[9] This suggests that the North German province of Oldenbourg was famed then, as now, for its breed of coach horses.
From this it is evident that when six horses were used a postillion rode one of the leaders and controlled them; while the driver managed the wheelers and middle pair. When four horses were driven it was the custom to have two outriders, one to ride at the leaders’ heads and one at the wheelers’; in town this would be merely display, but on a journey the outrider’s horses might replace those of the team in case of accident, or more frequently, be added to the team to help drag the coach over a stretch of bad road.
COACH AND CART RACING.
John Evelyn in his Diary refers to a coach race which took place in the Park on May 20, 1658, but gives no particulars. Mr. Jacob Larwood observes that at this period and for a century later coach-racing was a national sport; some considerable research through the literature of these times, however, has thrown no light upon this sport, and while we need not doubt that coaches when they chanced to meet on suitable ground did make trials of speed, it is open to question whether the practice was ever developed into a sport. It may be that Mr. Larwood had in mind the curious cart-team races described by Marshall in his Rural Economy of Norfolk, published in 1795.
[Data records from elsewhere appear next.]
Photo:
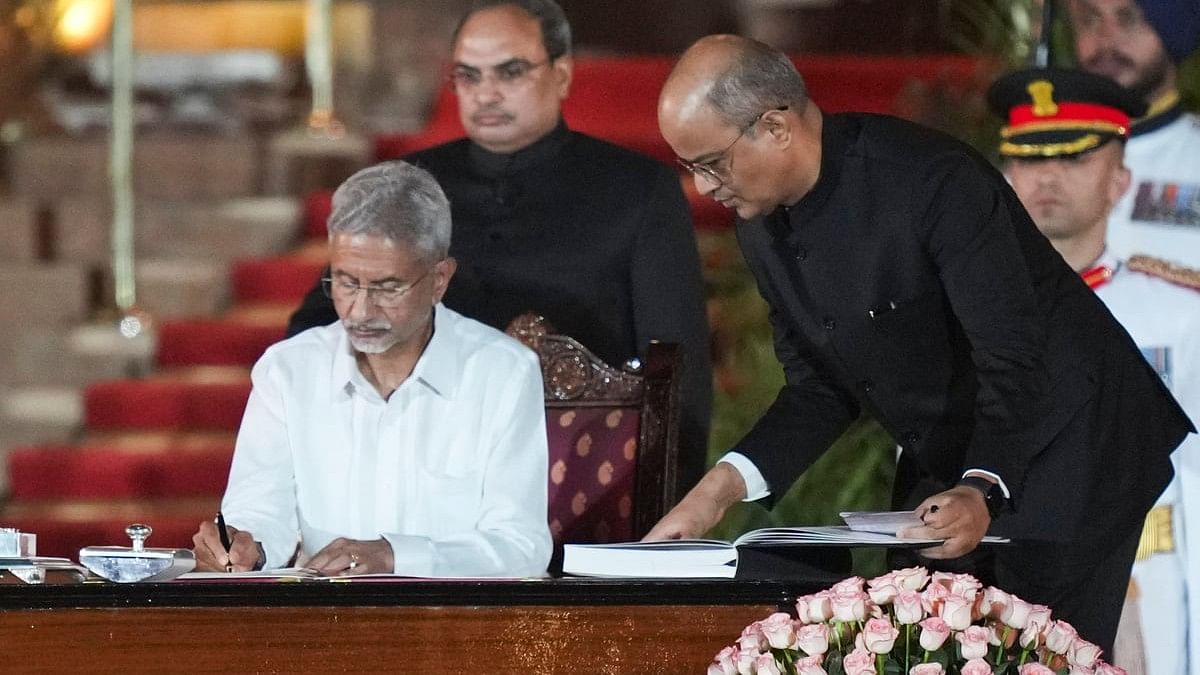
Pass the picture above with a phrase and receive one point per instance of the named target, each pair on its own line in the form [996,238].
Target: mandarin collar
[837,135]
[538,153]
[437,368]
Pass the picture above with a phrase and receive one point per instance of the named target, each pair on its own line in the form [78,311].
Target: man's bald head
[736,77]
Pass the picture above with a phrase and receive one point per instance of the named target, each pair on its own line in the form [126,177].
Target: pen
[225,539]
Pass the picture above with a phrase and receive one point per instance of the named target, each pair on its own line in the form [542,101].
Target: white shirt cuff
[756,485]
[412,555]
[993,476]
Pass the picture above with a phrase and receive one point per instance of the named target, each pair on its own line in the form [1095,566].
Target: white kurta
[451,469]
[1159,215]
[1164,320]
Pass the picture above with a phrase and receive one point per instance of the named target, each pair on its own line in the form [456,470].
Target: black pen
[225,539]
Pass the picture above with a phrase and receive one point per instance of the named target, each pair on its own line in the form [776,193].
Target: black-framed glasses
[712,171]
[381,294]
[509,73]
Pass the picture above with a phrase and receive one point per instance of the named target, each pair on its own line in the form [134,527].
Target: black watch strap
[993,494]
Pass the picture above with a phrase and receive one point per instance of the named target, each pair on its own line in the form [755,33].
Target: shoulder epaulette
[1167,270]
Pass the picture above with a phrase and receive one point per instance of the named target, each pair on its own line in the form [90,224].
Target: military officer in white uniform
[1140,45]
[1062,151]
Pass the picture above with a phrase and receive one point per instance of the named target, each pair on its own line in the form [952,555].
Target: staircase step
[166,166]
[154,466]
[63,527]
[215,231]
[215,341]
[187,399]
[18,221]
[285,279]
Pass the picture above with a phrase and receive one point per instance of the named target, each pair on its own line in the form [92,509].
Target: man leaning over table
[906,281]
[402,438]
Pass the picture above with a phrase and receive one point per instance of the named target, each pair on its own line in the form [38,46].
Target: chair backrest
[613,436]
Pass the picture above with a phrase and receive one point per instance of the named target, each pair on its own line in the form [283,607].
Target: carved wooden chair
[613,436]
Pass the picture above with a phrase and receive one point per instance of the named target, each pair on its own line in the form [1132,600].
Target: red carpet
[157,449]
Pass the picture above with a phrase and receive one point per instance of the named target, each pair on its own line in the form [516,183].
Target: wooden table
[570,626]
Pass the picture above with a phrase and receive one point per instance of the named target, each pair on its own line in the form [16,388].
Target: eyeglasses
[712,169]
[509,73]
[382,296]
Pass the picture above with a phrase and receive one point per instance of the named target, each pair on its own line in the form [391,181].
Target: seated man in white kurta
[403,438]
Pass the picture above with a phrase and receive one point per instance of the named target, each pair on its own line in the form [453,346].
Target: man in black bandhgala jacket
[906,281]
[593,237]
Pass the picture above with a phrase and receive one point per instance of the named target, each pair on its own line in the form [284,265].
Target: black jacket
[595,238]
[911,284]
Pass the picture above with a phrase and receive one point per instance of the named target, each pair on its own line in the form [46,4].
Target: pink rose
[820,607]
[880,635]
[849,585]
[1059,637]
[1031,637]
[814,639]
[766,665]
[747,662]
[1039,615]
[965,585]
[779,631]
[911,578]
[933,596]
[753,639]
[907,608]
[934,632]
[957,611]
[849,605]
[1083,653]
[976,667]
[882,592]
[1017,614]
[810,665]
[725,662]
[973,641]
[942,579]
[994,602]
[859,662]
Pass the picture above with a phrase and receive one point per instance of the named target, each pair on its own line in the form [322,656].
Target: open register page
[717,559]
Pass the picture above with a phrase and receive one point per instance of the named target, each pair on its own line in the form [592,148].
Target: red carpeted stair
[157,449]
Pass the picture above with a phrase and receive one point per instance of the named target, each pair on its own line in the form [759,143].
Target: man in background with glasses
[907,282]
[402,438]
[593,237]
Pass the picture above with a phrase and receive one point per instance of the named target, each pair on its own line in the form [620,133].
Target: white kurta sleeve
[261,495]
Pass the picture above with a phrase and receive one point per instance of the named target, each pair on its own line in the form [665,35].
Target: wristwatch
[993,494]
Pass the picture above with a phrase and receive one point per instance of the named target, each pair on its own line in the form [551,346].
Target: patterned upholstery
[612,436]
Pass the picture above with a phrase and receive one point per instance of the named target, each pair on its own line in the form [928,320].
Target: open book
[717,559]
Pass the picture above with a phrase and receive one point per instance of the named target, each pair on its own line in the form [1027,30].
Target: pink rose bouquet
[911,622]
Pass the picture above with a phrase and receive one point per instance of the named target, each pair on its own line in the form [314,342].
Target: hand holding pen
[225,539]
[221,548]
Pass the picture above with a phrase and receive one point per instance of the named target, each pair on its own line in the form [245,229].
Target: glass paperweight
[137,562]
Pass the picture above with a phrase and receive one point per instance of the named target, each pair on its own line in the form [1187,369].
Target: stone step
[18,221]
[203,230]
[166,166]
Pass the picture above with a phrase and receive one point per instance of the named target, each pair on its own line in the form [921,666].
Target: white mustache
[367,326]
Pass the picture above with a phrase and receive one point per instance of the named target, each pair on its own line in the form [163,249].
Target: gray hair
[556,31]
[759,79]
[396,201]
This writer tells us that before Queen Anne’s reign the farmers of Norfolk used an active breed of horses which could not only trot but gallop. He describes as an eyewitness the races which survived to his day; the teams consisted of five horses, which were harnessed to an empty waggon:—
“A team following another broke into a gallop, and unmindful of the ruts, hollow cavities and rugged ways, contended strenuously for the lead, while the foremost team strove as eagerly to keep it. Both were going at full gallop, as fast indeed as horses in harness could go for a considerable distance, the drivers standing upright in their respective waggons.”
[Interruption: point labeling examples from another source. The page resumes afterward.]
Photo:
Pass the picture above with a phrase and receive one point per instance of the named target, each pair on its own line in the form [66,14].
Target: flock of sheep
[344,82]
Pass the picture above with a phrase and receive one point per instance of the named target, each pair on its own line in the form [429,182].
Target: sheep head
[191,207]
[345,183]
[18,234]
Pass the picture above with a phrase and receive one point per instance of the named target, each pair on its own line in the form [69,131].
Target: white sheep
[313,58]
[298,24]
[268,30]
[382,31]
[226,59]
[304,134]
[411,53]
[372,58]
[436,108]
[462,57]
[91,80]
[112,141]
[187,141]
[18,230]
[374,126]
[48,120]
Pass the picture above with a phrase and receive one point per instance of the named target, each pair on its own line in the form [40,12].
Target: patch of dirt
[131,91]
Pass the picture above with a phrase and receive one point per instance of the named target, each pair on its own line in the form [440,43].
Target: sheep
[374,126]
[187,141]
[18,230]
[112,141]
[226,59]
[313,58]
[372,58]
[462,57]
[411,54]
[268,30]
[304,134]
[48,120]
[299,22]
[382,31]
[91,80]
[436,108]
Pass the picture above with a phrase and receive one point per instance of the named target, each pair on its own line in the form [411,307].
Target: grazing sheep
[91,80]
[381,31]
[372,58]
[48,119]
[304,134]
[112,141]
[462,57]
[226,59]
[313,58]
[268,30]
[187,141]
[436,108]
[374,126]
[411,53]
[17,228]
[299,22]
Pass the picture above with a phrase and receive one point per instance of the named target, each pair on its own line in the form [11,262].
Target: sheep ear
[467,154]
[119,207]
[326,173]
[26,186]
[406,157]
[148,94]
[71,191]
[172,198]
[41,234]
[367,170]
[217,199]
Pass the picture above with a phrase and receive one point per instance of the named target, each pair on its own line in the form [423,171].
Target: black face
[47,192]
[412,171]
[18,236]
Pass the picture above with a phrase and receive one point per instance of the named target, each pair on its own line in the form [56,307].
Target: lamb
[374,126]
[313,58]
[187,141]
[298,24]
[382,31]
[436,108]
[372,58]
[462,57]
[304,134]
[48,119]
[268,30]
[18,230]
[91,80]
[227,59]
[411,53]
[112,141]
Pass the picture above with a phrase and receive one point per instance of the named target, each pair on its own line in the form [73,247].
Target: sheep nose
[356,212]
REGULATIONS FOR HACKNEY CARRIAGES.
The Act of 1662 has already been referred to in connection with the number of hackney coaches in London; we may glance at it again, as it gives a few interesting particulars. No license was to be granted to any person following another trade or occupation, and nobody might take out more than two licenses. Preference was to be given to “ancient coachmen” (by which expression we shall doubtless be right in understanding, not aged men but men who had followed the calling in previous years), and to such men as had suffered for their service to Charles I. or Charles II.
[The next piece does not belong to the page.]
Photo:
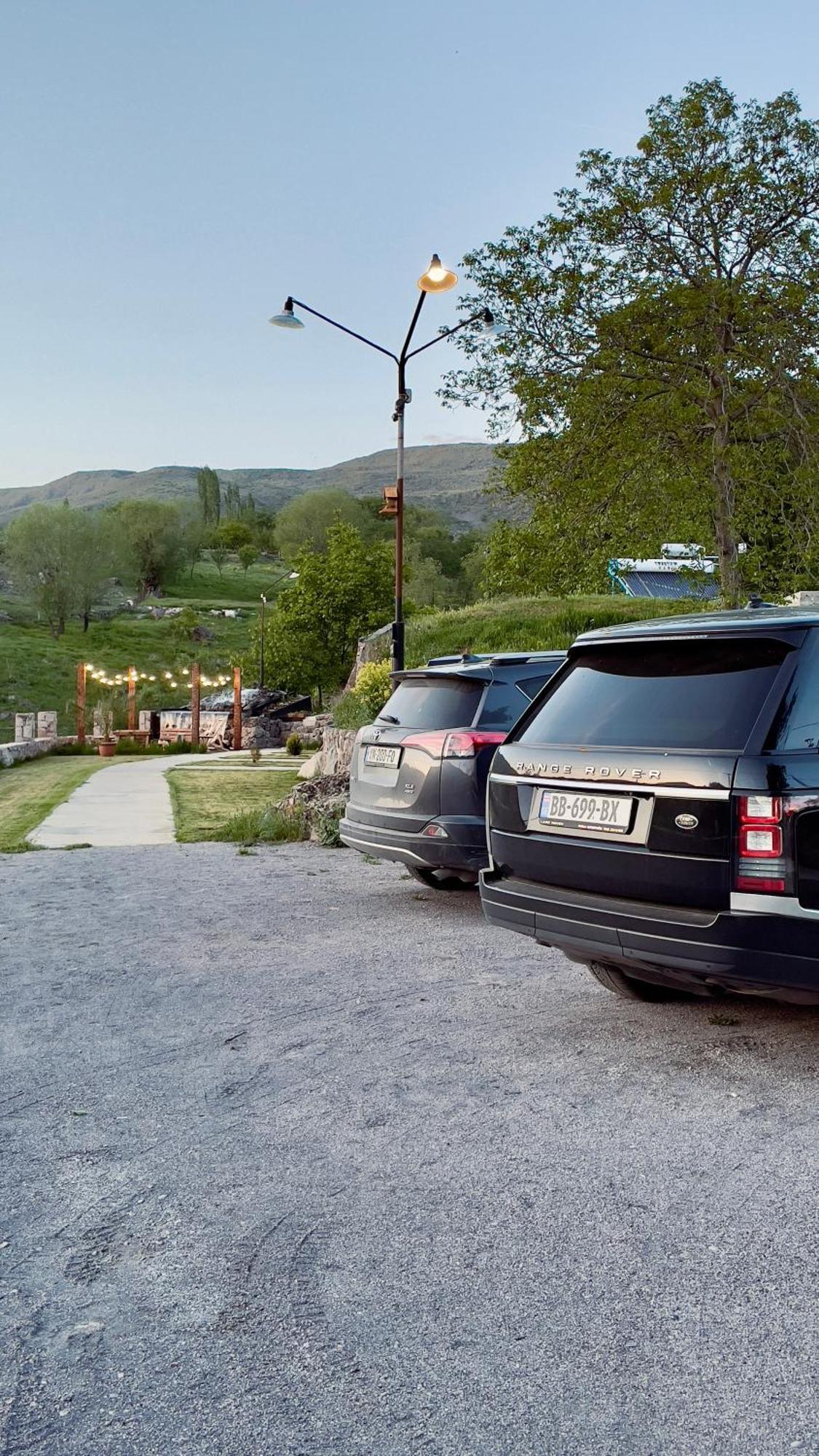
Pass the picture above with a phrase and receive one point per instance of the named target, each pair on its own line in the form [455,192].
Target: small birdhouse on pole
[389,502]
Horses used in hackney coaches were to be not less than fourteen hands high. The fares were duly prescribed by time and distance; for a day of twelve hours the coachman was to be paid not over 10s.; or 1s. 6d. for the first and 1s. for every subsequent hour. “No gentleman or other person” was to pay over 1s. for hire of a hackney coach “from any of the Inns of Court or thereabouts to any part of St. James’ or the city of Westminster (except beyond Tuttle Street)”; and going eastwards the shilling fare would carry the hirer from the Inns of Court to the Royal Exchange; eighteenpence was the fare to the Tower, to Bishopsgate Street or Aldgate. This Act forbade any hackney coach to ply for hire on Sunday; thus the hackney carriage was placed in the same category as the Thames wherries and barges. The restrictions concerning the persons to whom licenses might be granted obviously afforded the Commissioners opportunity for the malpractices we have already mentioned.